I am trying to measure the immune response of chickens vaccinated with inactivated influenza vaccine. However, when trying to optimize the coating antigen concentration, i am observing a high background in the blank wells (coated only with antigen, skipping the primary antibody and then the usual procedures of ELISA).
The antigen used is whole avian influenza virus grown in eggs, concentrated by ultra-centrifuge and then purified with 30/60% sucrose step gradient.
The conditions i tried with ELISA:
Coating with 4 concentration (4,2,1, and 0.5 ug/ml)
Blocking combination: 5% or 10% nonfat dry milk.
Washing 4X-6X with PBS + 0.05% tween
Dilution of antibodies (1ry or 2ry ) is in 2.5% nonfat dry milk.
Secondary antibody is goat anti chicken IgG in concentration of 1:1000 of diluent.
what i observed till now is as follow :
5% milk : OD of 1.7 in 4ug concentration, 1.4 in 2ug concentration, 1.0 in 1ug and finally 0.7 in 0.5ug.
10% milk (slight reduction in OD compared to 5%milk) 1.2 in 4ug concentration, 1.1 in 2ug concentration, 0.8 in 1ug and finally 0.4 in 0.5ug.
Is there any suggestions to reduce this backgrounds?

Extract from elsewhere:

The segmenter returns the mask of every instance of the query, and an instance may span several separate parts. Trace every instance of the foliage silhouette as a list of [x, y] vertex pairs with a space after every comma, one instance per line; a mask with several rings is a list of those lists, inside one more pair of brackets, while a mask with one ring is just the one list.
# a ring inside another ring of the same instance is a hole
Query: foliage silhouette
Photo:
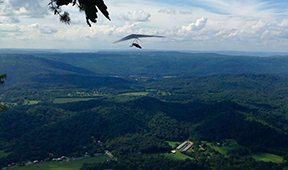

To my knowledge, the problem is the agg adapted virus against the anti-chicken conjugate. You can start cultivating your virus on non-avian cell line MDCK for example. This will give you more purified virus and very little background.
I have been measuring influenza specific antibodies (IgA, IgG & IgM) in human subjects vaccinated with TIV (Kurupati et al. B cell responses to the 2011/12-influenza vaccine in the aged. Aging (Albany NY). 2013 Mar;5(3):209-26). The protocol should be the same in chickens too. We do purify the virus in the eggs by similar method as you described but with minor modifications.
Points to consider:
I have used 55-10% sucrose density gradient
The antigen concentration we used was 10 ug/mL (after titration)
Blocking buffer is 3% BSA in PBS for 2 hours at RT
You also need to titrate your primary and secondary antibodies based on abundance. In our case we have used 1/100 for IgA, IgM and 1/500 dilution for primary antibodies from serum.
Same goes for secondary. I used 1/1000 for IgA, IgM and 1/3000 for IgG.
Hope this helps.
Raj
http://www.ncbi.nlm.nih.gov/pubmed/23674565
Article B cell responses to the 2011/12-influenza vaccine in the aged
1. Change your blocking buffer. You can try 1% BSA in your blocking buffer instead of using nonfat dry milk.
2. Add some tween to you blocking buffer. You can try and add a little tween (0.05%) to your blocking buffer as well to reduce the background.
3. What is your substrate that you are using? The problem could also be there and changing it could increase your signal to noise ratio and therefore reduce your background.